As one of the stickier areas of divorce settlements, custody agreements often leave both parents fraught with worry. Ultimately, you're aiming to do what's best for any child involved. With the right family lawyer on your side, you can form an arrangement that works in their interests. Here are some arrangements you'll need to focus on.

Maintaining Meaningful Relationships

The primary objective of creating a custody agreement is to ensure the child maintains a meaningful relationship with both parents. This is something that the Family Law Act underpins. Sometimes, this doesn't always mean equally dividing the time the child spends between both parents. Doing so isn't always possible, particularly when it comes to securing the continuity of education. However, both parents should strive to ensure that the child has a consistent relationship with each party. A family law expert can help you secure such an agreement. 

Practical Challenges

It's often the case that custody arrangements can present practical challenges. For example, if one parent is moving to another area, it won't always be practical to secure a fifty-fifty split. When that's the case, the courts may move to have one parent care for the child during school periods and another during holidays. Courts may also look at factors such as how much support each parent has in their nearby area. This is particularly true of cases where the children are very young. Overall, the practical hurdles are viewed through the lens of determining what will work in the child's best interests.

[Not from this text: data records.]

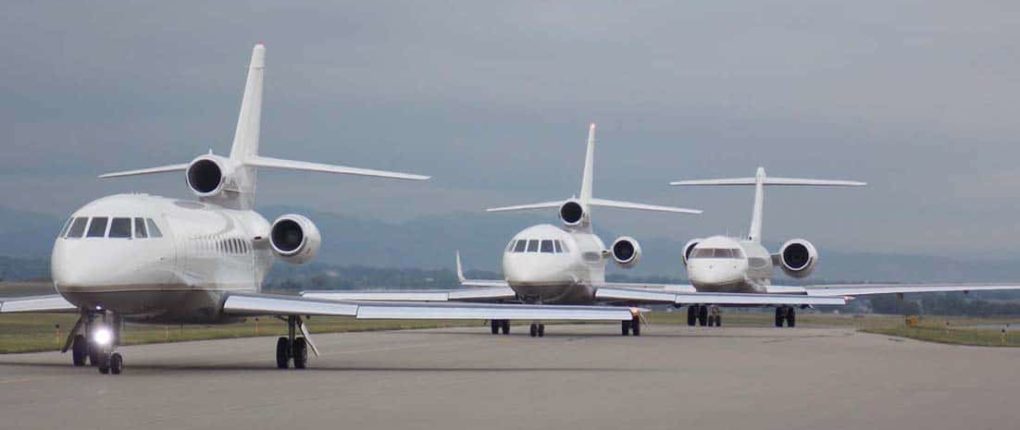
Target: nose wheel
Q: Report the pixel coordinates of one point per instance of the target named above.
(538, 330)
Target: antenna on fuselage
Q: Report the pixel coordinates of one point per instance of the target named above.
(760, 180)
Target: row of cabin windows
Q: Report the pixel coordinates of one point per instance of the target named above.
(226, 246)
(101, 226)
(719, 253)
(538, 246)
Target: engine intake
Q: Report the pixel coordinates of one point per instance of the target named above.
(690, 248)
(205, 176)
(798, 258)
(572, 213)
(295, 238)
(626, 252)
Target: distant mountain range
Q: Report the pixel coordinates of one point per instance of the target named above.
(429, 243)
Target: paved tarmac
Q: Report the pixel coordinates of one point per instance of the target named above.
(576, 377)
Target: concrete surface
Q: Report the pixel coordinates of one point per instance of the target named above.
(577, 377)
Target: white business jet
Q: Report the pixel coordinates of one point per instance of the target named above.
(148, 259)
(566, 265)
(743, 265)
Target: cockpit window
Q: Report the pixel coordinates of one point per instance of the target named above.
(97, 228)
(153, 229)
(120, 227)
(140, 228)
(78, 227)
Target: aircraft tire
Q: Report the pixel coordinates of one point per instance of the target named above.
(116, 364)
(300, 353)
(283, 353)
(80, 351)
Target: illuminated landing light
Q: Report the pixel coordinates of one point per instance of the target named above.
(102, 336)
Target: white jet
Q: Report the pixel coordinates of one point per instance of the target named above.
(566, 265)
(743, 265)
(148, 259)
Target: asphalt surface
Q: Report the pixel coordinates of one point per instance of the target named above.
(576, 377)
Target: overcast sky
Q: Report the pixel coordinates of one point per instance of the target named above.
(917, 98)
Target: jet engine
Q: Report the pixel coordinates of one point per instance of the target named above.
(798, 258)
(626, 252)
(295, 238)
(572, 213)
(207, 175)
(690, 248)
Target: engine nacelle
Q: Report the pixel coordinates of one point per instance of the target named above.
(626, 252)
(572, 213)
(207, 175)
(798, 258)
(690, 248)
(295, 238)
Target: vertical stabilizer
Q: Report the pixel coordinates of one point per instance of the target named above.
(755, 232)
(585, 181)
(246, 136)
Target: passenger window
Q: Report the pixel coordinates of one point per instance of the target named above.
(120, 228)
(78, 227)
(140, 228)
(153, 229)
(97, 228)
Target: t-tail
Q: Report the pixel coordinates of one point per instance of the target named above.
(575, 211)
(760, 180)
(230, 181)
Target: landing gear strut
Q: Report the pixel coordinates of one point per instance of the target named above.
(292, 346)
(497, 325)
(630, 326)
(538, 330)
(785, 314)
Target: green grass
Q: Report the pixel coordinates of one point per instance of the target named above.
(34, 332)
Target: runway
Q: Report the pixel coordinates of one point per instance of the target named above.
(576, 377)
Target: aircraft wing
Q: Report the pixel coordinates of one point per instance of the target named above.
(493, 293)
(37, 304)
(900, 288)
(653, 296)
(253, 305)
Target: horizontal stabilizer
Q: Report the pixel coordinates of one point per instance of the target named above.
(788, 181)
(150, 170)
(641, 206)
(327, 168)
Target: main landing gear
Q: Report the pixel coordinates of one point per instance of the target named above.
(630, 326)
(94, 340)
(787, 314)
(497, 325)
(538, 330)
(293, 347)
(704, 315)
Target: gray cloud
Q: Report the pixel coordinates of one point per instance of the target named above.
(493, 99)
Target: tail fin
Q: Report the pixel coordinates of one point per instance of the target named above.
(587, 175)
(246, 135)
(760, 180)
(585, 199)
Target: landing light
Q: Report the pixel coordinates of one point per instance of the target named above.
(102, 335)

Meeting the Child's Wishes

At a certain age, a child can express what they want from a custody arrangement. With the use of experts, you can employ age-appropriate techniques for determining what will make each child happy. During this process, the courts tend to assess the child's maturity level and their ability to understand what is happening. In many cases, taking the child's wishes into account is important for protecting their relationship with each parent. 

Protecting Against Harm

Unfortunately, it isn't always the case that direct contact with a parent is safe for the child. If you feel this applies in your situation, make your family lawyer aware as soon as possible. They can then work to convince the courts to protect your child against harm. The courts will assess whether a steady approach to custody while the other parent addresses their problems is appropriate. For example, they may recommend phone contact or supervised custody order.